2. Raster Clip and Publish

Used by pages such as:

Typical pattern:

  1. build ROI
  2. load a source raster
  3. clip or derive the raster
  4. export raster to GEE or GCS
  5. publish through GeoServer

3. Vector Enrichment or Spatial Join

Used by pages such as:

Typical pattern:

  1. load ROI or administrative geometry
  2. join with an external table or vector layer
  3. compute attributes or dominant classes
  4. export and publish the resulting feature collection

4. Mixed Raster and Vector Outputs

Used by pages such as:

These pages are useful when you want to study both raster publication and vector summary logic in one place.

5. Time-Series Helpers

Used by pages such as:

These are useful when your new pipeline depends on temporal compositing, per-class aggregation, or derived vegetation signals.


Builder Workflow

Step 1: Decide the smallest useful output

Choose early whether the first useful version of your pipeline is:

  • vector only
  • raster only
  • tabular plus geometry
  • mixed raster and vector

That choice determines which shared helpers you will reuse.

Step 2: Start with the processing function

Write the core logic first. Make it clear what inputs the function needs and what output it returns before you add publication concerns.

Step 3: Wrap it in a task or callable entry point

Depending on the use case, follow one of these patterns:

  • direct function for shell use
  • Celery task for async execution
  • DRF view in computing/api.py for HTTP callers

Step 4: Reuse shared integration helpers

Do not re-invent:

  • naming conventions
  • asset path generation
  • GeoServer upload paths
  • layer metadata persistence

Those are already shared across the stack.
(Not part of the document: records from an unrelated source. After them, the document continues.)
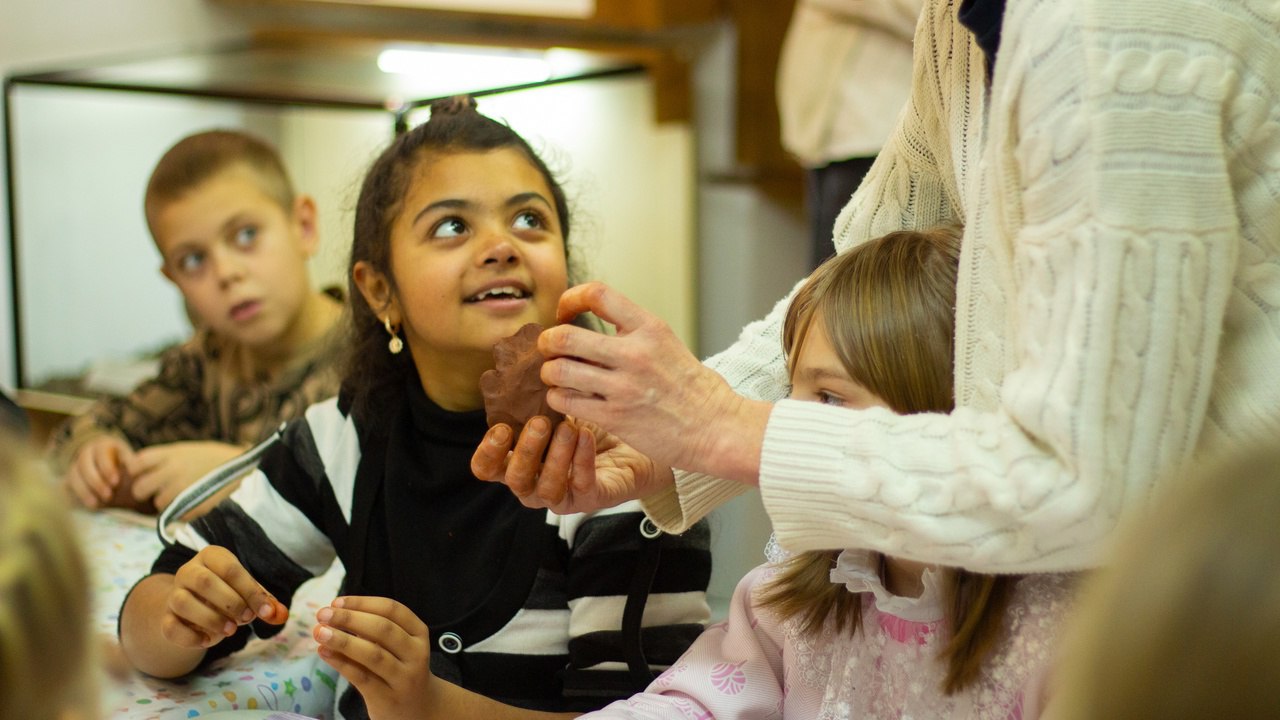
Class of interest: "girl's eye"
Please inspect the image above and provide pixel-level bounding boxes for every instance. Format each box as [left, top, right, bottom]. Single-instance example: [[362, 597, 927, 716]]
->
[[818, 389, 845, 407], [174, 252, 205, 275], [431, 218, 467, 237], [513, 210, 547, 231], [233, 225, 257, 247]]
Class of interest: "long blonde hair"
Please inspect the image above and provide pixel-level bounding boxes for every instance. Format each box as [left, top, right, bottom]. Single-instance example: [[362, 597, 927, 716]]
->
[[759, 225, 1018, 694], [0, 436, 97, 720]]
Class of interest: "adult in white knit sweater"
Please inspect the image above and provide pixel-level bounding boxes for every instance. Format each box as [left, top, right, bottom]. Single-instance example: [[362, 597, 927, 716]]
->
[[777, 0, 924, 268], [472, 0, 1280, 571]]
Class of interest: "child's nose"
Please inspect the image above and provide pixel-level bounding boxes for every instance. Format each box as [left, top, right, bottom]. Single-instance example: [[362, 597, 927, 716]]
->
[[210, 245, 244, 284], [480, 236, 520, 265]]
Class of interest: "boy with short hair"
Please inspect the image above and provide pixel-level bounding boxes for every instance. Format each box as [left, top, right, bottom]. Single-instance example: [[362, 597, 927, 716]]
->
[[50, 131, 342, 512]]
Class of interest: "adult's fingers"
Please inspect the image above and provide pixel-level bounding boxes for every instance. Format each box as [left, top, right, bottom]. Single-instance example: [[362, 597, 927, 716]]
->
[[178, 546, 289, 625], [471, 423, 512, 483], [543, 281, 650, 334], [506, 415, 552, 499]]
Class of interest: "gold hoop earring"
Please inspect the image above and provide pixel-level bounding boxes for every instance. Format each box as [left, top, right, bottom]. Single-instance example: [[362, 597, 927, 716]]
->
[[383, 315, 404, 355]]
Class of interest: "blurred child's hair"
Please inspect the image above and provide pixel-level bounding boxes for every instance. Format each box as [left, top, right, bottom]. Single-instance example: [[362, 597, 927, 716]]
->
[[1050, 439, 1280, 720], [143, 129, 294, 237], [760, 225, 1016, 694], [343, 96, 575, 415], [0, 433, 97, 720]]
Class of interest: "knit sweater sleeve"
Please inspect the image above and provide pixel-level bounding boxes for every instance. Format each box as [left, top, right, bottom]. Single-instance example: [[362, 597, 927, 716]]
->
[[762, 0, 1280, 571], [643, 0, 962, 530], [649, 0, 1280, 571]]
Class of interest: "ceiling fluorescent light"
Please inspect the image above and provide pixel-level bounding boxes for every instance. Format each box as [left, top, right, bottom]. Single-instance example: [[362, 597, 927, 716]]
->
[[378, 47, 552, 90]]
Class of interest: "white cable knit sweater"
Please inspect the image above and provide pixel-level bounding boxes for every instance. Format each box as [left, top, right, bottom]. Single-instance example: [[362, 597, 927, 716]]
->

Step 5: Document the pattern, not just the result

A good pipeline page should tell future contributors:

  • where the code lives
  • what entry point calls it
  • whether it is vector, raster, or mixed
  • which shared helpers it relies on
  • what cloud dependencies are required for full integration
  • how an operator obtains the gee_account_id if the pipeline needs one

Good Pages to Borrow From

If you are building a new pipeline, compare these examples:

If you need... Start from
a vector clipping workflow Drainage Lines
a raster clipping workflow Catchment Area
a table-plus-geometry enrichment workflow Facilities Proximity
mixed raster and vector publication Stream Order
time-series processing ideas NDVI Time Series

Incremental Adoption

A new contributor does not need to build the whole cloud publication chain on day one.

A practical way to start is:

  1. understand an existing pipeline page in this section
  2. prototype the data logic locally
  3. expose a direct function or shell workflow
  4. add API or Celery integration
  5. add GEE, GeoServer, or STAC publication only when the science is stable

That staged approach is the same one reflected across the developer pages in this site: start with direct execution, then expose stable entry points, then add publication and metadata integration.